A federal government employe has written a paperback bestseller on government time using government faciities and government clerical help, The Washington Post has learned.
Before editors and bureau chiefs all over town deploy their investigative reporters for a full-scale assault, though, it is important to point out that Phil Schneider's literary success is all in the line of duty. The book he wrote ("compiled" may be the better term), Policy and Supporting Positions, is an official U.S. government publication, on sale now for $6 at Government Printing Office stores, where it is the hottest selling item to come along since the previous edition of P&SP came out four years ago this month.
"Bestseller?
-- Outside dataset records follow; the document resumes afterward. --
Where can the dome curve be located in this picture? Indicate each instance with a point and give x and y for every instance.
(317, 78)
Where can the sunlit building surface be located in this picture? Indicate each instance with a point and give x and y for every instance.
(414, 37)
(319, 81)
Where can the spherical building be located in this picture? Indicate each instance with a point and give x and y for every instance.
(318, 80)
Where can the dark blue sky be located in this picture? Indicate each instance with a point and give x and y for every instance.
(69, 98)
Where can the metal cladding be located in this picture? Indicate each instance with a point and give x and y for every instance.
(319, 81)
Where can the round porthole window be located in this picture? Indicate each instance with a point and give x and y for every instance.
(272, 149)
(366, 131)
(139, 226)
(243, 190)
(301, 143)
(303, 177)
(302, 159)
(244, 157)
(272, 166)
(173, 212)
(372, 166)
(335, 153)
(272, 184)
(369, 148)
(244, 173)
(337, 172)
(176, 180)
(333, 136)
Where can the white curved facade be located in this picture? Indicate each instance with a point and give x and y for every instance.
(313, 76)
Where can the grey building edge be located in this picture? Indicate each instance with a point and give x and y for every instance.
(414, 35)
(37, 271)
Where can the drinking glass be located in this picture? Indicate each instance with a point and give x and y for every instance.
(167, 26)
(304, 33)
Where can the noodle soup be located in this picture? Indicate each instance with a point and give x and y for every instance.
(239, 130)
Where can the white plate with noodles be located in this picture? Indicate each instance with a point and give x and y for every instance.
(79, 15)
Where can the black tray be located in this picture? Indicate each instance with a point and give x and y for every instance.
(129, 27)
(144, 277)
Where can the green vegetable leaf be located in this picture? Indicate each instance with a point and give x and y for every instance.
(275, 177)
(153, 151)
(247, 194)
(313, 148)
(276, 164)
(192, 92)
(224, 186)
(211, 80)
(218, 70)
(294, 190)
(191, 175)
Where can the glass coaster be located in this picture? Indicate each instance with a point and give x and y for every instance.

Oh, it's a bestseller all right," said George Omas of the House Post Office and Civil Service Committee, which is the official "publisher of Schneider's book. "Judging from the phone calls we're getting up here, you'd think people will kill to get their hands on that book."
If the past is any guide, some sharpie in the private sector will pick up a copy of the new book, reproduce it and start selling a commercial version in bookstores. If that happens, as it did it 1972 and 1976, it is safe to say that Schneider's magnum opus will be sold under its popular name: The Plum Book.
Schneider's book, by either title, is the quadrennial government guide that tells, not to put too fine a point on it, which high-ranking federal jobs will be up for grabs when the new administration takes over. It lists agency, title and salary for about 4,000 of these "plum" jobs. If you're a Republican with a decent resume, it is kind of a shopping list. If you're a Democrat, it tells you which of your friends is likely to be out on the street Jan. 21.
Actually, as Schneider explains in his dry, all-business way, P&SP is more than just a list of plums. It is a complete roster of all the jobs in the government that are excepted from normal Civil Service protections. There are 6,506 positions in the book, which has the size and girth of a medium-sized city's telephone book.
"There are really only about 4,000 that are clearly political," Schneider said, adding anxiously that he would not want the professors at the Naval Academy or the comptroller of the currency's bank examiners to fear that their futures, too, are on the chopping block.
Schneider, a senior executive service official whose title, deputy assistant director of the workforce information division at the Office of Personnell Management, is not listed in P&SP, is utterly blase about the rapid ascent of his week-old volume to the top of the government's bestseller list.
"It's the third one of these I've worked on," he said, noting that The Plum Book takes considerably less effort than some of the other publications his office puts out. These include the monthly "Federal Workforce Statistics" -- "that's the green book, of course," Phil said, as if everybody read it every month -- and the annual "Occupations of Federal Blue Collar Workers," which lists 2,000 jobs spread among the 1.9 million people who work for Uncle Sam.
On first reading, P&SP seems about as dry as a book can be. For page after oversized page it presents long tables listing title, current officeholder, type of appointment (presidential appointees fall into seven different personnel categories) and salary for job after job.
Once you finish looking up your personal friends and gasping at their income (about half the jobs in PS&P pay more than $50,000 anually), there would seem to be nothing left to read.
In fact, though, Schneider and his coauthor, Frank McGrory, a GS13 at Personnel Management, have turned out a book that is alternately mysterious, wonderful and poetic.
Among the mysteries: why does the U.S. ambassador to Nigeria earn $60,662.50 per year when his colleague next door in Niger gets only $50,112.50 and their colleague in nearby Sudan makes $52,750? Why do members of the Committee for Purchase from the Blind take home a per diem of $197.72 when their colleagues down the street at the Battle Monuments Commission have to settle for "w.c." (without compensation)?
The wonderful world of government titles offers myriad paths for the wandering mind to follow. The book is full of secretaries, undersecretaries and deputy under secretaries, naturally enough. But what must it feel like to be the lucky person at Health and Human Services who bears the title "special assistant to the assistant deputy undersecretary"? wThe Pentagon has a "director of net assessment," which means, of course, that there is also a "personal and confidential assistant to the director of net assessment." The poetry of the plum book is in the names. Shakespeare had his Nick Bottom, but the federal government has Tennie P. Bottomly. Ian Fleming's fictional James Bond had a confidential aide named "Miss Moneypenny"; Uncle Sam's nonfiction Department of Energy has a "confidential assistant" named Ms. Halfpenny.
If the investigative reporters still want to probe Phil Schneider's bestseller, they might turn their attention to one glaring flaw. The color "plum," Webster's says, is "blue-red in hue," but The Plum Book has a cover of brilliant orange. "Around here," Schneider says, "we might start calling it the pumpking book."